Stattdessen werde ich nach mehr und immer mehr Details gefragt. Wer ist N. und wer ist A. (es ist mittlerweile schon ein drittes A. aufgetaucht, wieder mit denselben Initialien, AP, - manche haben deswegen Lieder komponiert, andere sind wahnsinnig geworden), und warum ist dein Leben nur so unklar? Gute Frage. Das neigt zur Wiederholung. Vergiss das. Ich hab selbst nicht die geringste Ahnung. Tatsache ist doch die, dass ich mir immer wieder einrede, ich würde alles verstehen.
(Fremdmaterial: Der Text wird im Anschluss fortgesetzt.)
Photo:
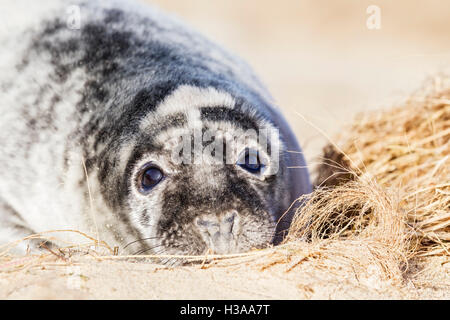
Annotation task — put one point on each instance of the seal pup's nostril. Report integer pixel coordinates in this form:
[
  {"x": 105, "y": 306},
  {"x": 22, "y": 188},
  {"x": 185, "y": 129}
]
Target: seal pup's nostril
[{"x": 219, "y": 232}]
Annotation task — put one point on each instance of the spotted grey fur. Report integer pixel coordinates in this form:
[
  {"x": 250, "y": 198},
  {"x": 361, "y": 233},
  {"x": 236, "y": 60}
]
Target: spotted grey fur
[{"x": 83, "y": 109}]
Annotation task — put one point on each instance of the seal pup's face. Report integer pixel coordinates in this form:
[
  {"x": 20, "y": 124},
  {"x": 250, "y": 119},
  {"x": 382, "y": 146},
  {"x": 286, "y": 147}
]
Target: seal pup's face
[{"x": 206, "y": 176}]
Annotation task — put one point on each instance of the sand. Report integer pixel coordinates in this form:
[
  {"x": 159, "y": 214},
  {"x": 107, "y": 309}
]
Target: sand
[{"x": 319, "y": 60}]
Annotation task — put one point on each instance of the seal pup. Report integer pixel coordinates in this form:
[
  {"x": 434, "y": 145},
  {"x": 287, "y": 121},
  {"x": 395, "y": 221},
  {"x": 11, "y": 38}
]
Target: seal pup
[{"x": 93, "y": 113}]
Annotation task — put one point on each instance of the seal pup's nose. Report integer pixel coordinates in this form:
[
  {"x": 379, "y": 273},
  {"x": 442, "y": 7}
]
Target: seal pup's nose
[{"x": 219, "y": 231}]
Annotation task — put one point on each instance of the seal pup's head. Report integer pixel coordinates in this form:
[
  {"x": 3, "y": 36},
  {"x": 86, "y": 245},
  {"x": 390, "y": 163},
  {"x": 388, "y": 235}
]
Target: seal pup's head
[{"x": 205, "y": 172}]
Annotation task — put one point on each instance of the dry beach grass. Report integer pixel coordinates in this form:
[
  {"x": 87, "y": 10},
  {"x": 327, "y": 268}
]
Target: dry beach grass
[{"x": 376, "y": 226}]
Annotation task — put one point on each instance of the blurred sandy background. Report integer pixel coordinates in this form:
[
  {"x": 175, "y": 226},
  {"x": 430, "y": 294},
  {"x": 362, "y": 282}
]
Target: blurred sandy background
[{"x": 318, "y": 57}]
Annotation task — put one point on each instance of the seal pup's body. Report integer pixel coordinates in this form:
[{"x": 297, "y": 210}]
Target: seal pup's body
[{"x": 83, "y": 111}]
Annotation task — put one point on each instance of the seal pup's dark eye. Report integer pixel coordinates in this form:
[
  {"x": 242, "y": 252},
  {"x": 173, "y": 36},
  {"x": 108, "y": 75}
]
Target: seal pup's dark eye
[
  {"x": 250, "y": 161},
  {"x": 149, "y": 178}
]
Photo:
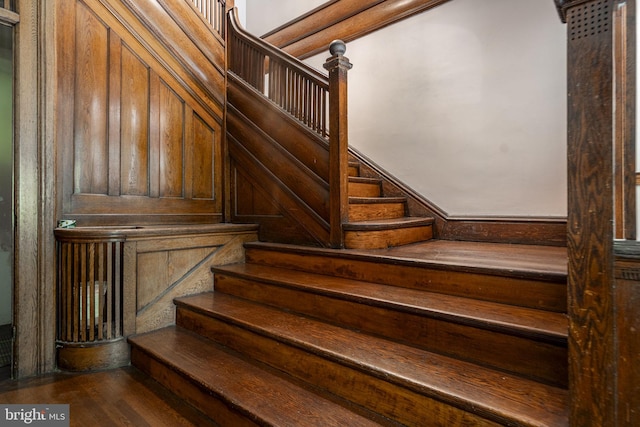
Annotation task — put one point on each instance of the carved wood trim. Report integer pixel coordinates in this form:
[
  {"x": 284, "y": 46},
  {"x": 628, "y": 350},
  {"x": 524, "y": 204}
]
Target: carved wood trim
[
  {"x": 343, "y": 19},
  {"x": 8, "y": 16}
]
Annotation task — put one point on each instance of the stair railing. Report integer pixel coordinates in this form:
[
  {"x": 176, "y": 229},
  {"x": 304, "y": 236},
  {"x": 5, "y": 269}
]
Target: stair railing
[
  {"x": 213, "y": 12},
  {"x": 317, "y": 101}
]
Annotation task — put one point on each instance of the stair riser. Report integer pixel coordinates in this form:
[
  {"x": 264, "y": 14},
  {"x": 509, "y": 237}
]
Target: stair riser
[
  {"x": 391, "y": 400},
  {"x": 386, "y": 238},
  {"x": 358, "y": 189},
  {"x": 188, "y": 390},
  {"x": 373, "y": 211},
  {"x": 525, "y": 356},
  {"x": 529, "y": 292}
]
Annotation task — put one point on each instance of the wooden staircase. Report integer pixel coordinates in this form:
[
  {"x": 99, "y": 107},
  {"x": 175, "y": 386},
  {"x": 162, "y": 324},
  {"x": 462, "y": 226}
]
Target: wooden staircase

Ich sitze da, salze damit ich etwas anderes als das Öl schmecke, und sehe N. an, von dem ich nichts weiß, eigentlich, gar nichts weiß, nur kleine Details, und diese sammle ich, weil ich zu begreifen versuche, weil ich die kausale Kette gerne betasten würde bevor sie mir als Schmuck gereicht wird, und so hat es angefangen und so geht es weiter, diese Veränderungen*...


* Salze, salze:
* * * ** ** * * *

was die stadt war, im traum eingehauchtes, war im wachen nichts als rauschen. die dinge gingen auseinander, die menschen, die möglichkeiten. das, was sich liebstes nannte, im schlaf bis auf den kern geschältes, nackt & auf die zunge gelegt, damit es dort zerginge, wurde wieder schale, ein altes bild, gelbstichig & abgegriffen, - der verstand schickte rettungsboote aus, um das verbliebene an sichere gestade zu bringen, doch was vermag man zu retten? ich meine: ernsthaft? hier brennt dein haus, & hier hast du alles, was dein leben definiert. dein verstand ist dein haus. was dein leben definiert sind erinnerungen. niemand überlässt dem feuer etwas freiwillig.

dennoch. antworten aufs band gesprochen, endlos aufgespultes: hello love, hello darling, hello, hello, but love's a killer. gegenantwort, im hintergrund ins wetter gehustet: do doves cry sometimes?

dann schiebt sich das lid über das auge, & der abbruch beginnt im entwickeln des kissens aus dem gesicht. wecker, spuck mir zahlen aus, - wie viele tage sind in ohnmacht ertränkt worden?, wer hat mir nur immer so viel gin ins glas getan?, & welcher der vielen wege war eigentlich der richtige? es bleiben nichts als schulwege. wendeltreppen. eine hand, die etwas verstohlen in den mund schiebt.

haben wir je darüber gesprochen?, haben wir je einander gesehn?

ich habe begonnen über das alles nachzudenken. neues zu schaffen ist schmerzvoll. die geburtswehen des neuen existieren, - ihnen ausgesetzt zu sein heißt, destruktive gewalt zu erleben. etwas zu verändern heißt, etwas zurückzulassen. es bedeutet risiko. in der erwartungen, erneuerung könne von selbst geschehen, verharrt man. (du hast verharrt, zu lange). die alten zöpfe, von denen man sagt, man müsse sie abschneiden, an ihnen webt der einzelne selbst, - die idee etwas zu kappen, - ein seil, eine brücke, rapunzels haar, - heißt, die möglichkeit in betracht zu ziehen, bisher unrecht gehabt zu haben. es heißt, eine rückkehr auszuschließen. wer verändert, brennt das land hinter sich nicht unbedingt nieder, aber er übergibt den flammen ein ich, das es nicht bis ins rettungsboot schafft.

tatsache ist: das vielleicht, das möglicherweise, das irgendwann & später sind keine optionen. es wird nie ein leben geben, zu dem alles besser passt als jetzt. ein vielleicht ist keine zusage, ein möglicherweise keine perspektive.

hier ist dein boot. jetzt rette, wer zu retten ist.